DNA is the only material that can be manipulated and applied in so many industries including biofuels and oils, food and agriculture, space exploration, materials and fabrics, therapeutics and diagnostics, data storage and many more. Through the application of this multifaceted medium, Synthetic Biology and genome editing allow us to not only reimagine many aspects of human life, but also explore a whole new realm of possibilities.
The Double Helix Symposium aims to gather exceptional speakers and scientists from both academia and industry on the subject of DNA manipulation and promote discussion. This initiative is also to provide a learning and networking opportunity for early career scientists.
Date and time: 9:00 am - 6:00 pm, Monday, September 30th, 2019
Location: Great Room & Work Room, W San Francisco, 181 3rd St, San Francisco, CA 94103, USA
Institute for Protein Innovation, Harvard Institutes of Medicine
Joint BioEnergy Institute, U.S. Department of Energy (DOE)
Head of Protein Design
Chris received his PhD from the Geisel School of Medicine at Dartmouth where he studied the mechanisms of bacterial virulence. As a postdoctoral fellow with David Baker at the University of Washington, Chris pioneered new methods for computational de novo design of disulfide-rich mini-proteins and peptides. Currently, Chris is the Head of Protein Design at the Institute of Protein Innovation where his group combines de novo protein design and high-throughput laboratory automation to accelerate drug discovery.

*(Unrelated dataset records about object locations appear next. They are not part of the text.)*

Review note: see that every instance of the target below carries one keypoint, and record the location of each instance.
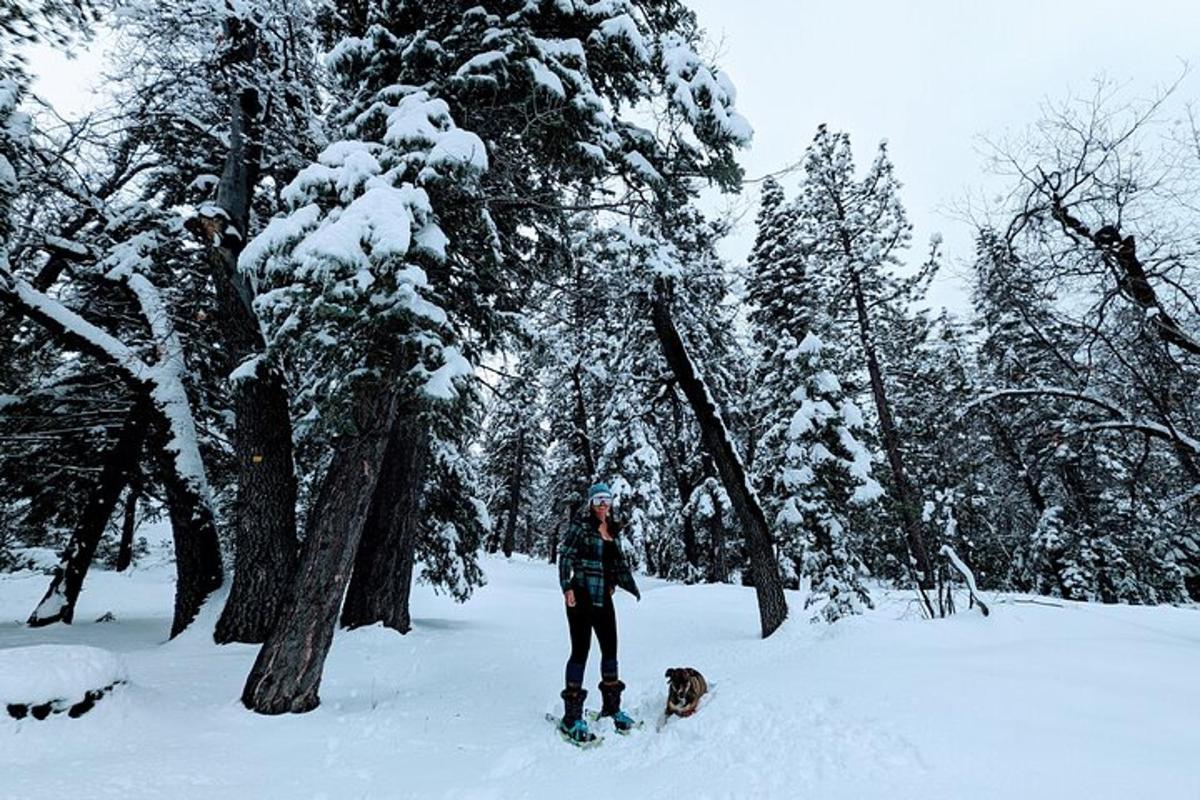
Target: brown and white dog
(685, 689)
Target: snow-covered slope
(1038, 701)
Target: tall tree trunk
(58, 605)
(286, 675)
(193, 530)
(383, 570)
(719, 558)
(763, 566)
(684, 482)
(515, 486)
(553, 541)
(264, 518)
(129, 523)
(583, 439)
(909, 501)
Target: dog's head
(682, 690)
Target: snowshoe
(576, 734)
(621, 721)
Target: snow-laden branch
(162, 380)
(1121, 419)
(967, 576)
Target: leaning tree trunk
(264, 513)
(383, 570)
(515, 486)
(129, 524)
(193, 530)
(719, 558)
(286, 675)
(582, 438)
(763, 566)
(909, 501)
(58, 605)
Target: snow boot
(611, 707)
(573, 727)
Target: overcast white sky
(929, 76)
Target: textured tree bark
(264, 516)
(58, 603)
(583, 440)
(763, 567)
(286, 677)
(193, 525)
(909, 501)
(685, 483)
(515, 486)
(383, 570)
(719, 558)
(193, 529)
(129, 524)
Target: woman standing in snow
(591, 566)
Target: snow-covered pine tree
(513, 445)
(823, 470)
(855, 230)
(388, 276)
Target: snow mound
(55, 672)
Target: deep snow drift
(1066, 701)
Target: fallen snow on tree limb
(55, 672)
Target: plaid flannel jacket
(581, 560)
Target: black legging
(582, 619)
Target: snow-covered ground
(1060, 702)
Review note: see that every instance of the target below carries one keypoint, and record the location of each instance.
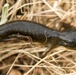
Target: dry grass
(19, 57)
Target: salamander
(39, 32)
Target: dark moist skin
(39, 32)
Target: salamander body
(39, 32)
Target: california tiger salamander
(39, 33)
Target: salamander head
(68, 39)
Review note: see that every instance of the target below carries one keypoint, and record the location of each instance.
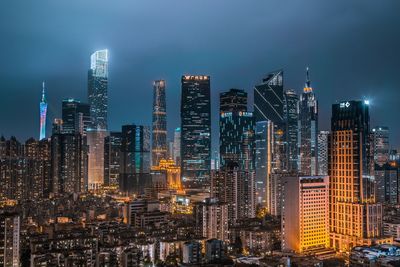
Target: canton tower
(43, 113)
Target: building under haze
(323, 152)
(290, 112)
(355, 217)
(195, 129)
(43, 114)
(159, 128)
(76, 116)
(135, 159)
(308, 131)
(98, 89)
(380, 139)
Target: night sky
(351, 47)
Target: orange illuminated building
(173, 173)
(355, 216)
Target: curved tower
(43, 114)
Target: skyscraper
(308, 130)
(9, 239)
(268, 98)
(380, 136)
(305, 213)
(43, 114)
(355, 217)
(135, 158)
(290, 112)
(76, 116)
(112, 158)
(236, 129)
(195, 129)
(177, 146)
(159, 130)
(97, 89)
(323, 152)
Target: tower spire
(307, 87)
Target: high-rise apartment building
(236, 127)
(195, 129)
(159, 129)
(112, 158)
(43, 114)
(323, 152)
(135, 158)
(308, 131)
(290, 112)
(211, 218)
(98, 89)
(380, 139)
(355, 217)
(177, 146)
(305, 213)
(76, 116)
(9, 239)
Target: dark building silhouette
(135, 159)
(195, 129)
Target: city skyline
(233, 67)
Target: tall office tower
(305, 213)
(234, 100)
(235, 186)
(355, 217)
(135, 159)
(387, 183)
(159, 130)
(43, 114)
(290, 112)
(236, 127)
(263, 163)
(12, 170)
(97, 89)
(177, 146)
(76, 116)
(308, 130)
(95, 141)
(211, 218)
(67, 171)
(195, 129)
(9, 239)
(380, 136)
(268, 98)
(112, 158)
(323, 152)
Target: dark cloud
(352, 48)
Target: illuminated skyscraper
(323, 152)
(305, 213)
(10, 239)
(195, 129)
(135, 159)
(290, 111)
(76, 116)
(380, 138)
(308, 131)
(159, 130)
(236, 127)
(97, 89)
(43, 114)
(355, 217)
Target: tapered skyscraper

George M. Church, PhD '84, is professor of genetics at Harvard Medical School, a founding member of the Wyss Institute, and director of PersonalGenomes.org, the world's only open-access information on human genomic, environmental, and trait data. Church is known for pioneering the fields of personal genomics and synthetic biology. He developed the first methods for the first genome sequence & dramatic cost reductions since then (down from $3 billion to $600), contributing to nearly all "next generation sequencing" methods and companies. His team invented CRISPR for human stem cell genome editing and other synthetic biology technologies and applications – including new ways to create organs for transplantation, gene therapies for aging reversal, and gene drives to eliminate Lyme Disease and Malaria. Church is director of IARPA & NIH BRAIN Projects and National Institutes of Health Center for Excellence in Genomic Science. He has coauthored 450 papers, 105 patents, and one book, "Regenesis". His honors include Franklin Bower Laureate for Achievement in Science, the Time 100, and election to the National Academies of Sciences and Engineering.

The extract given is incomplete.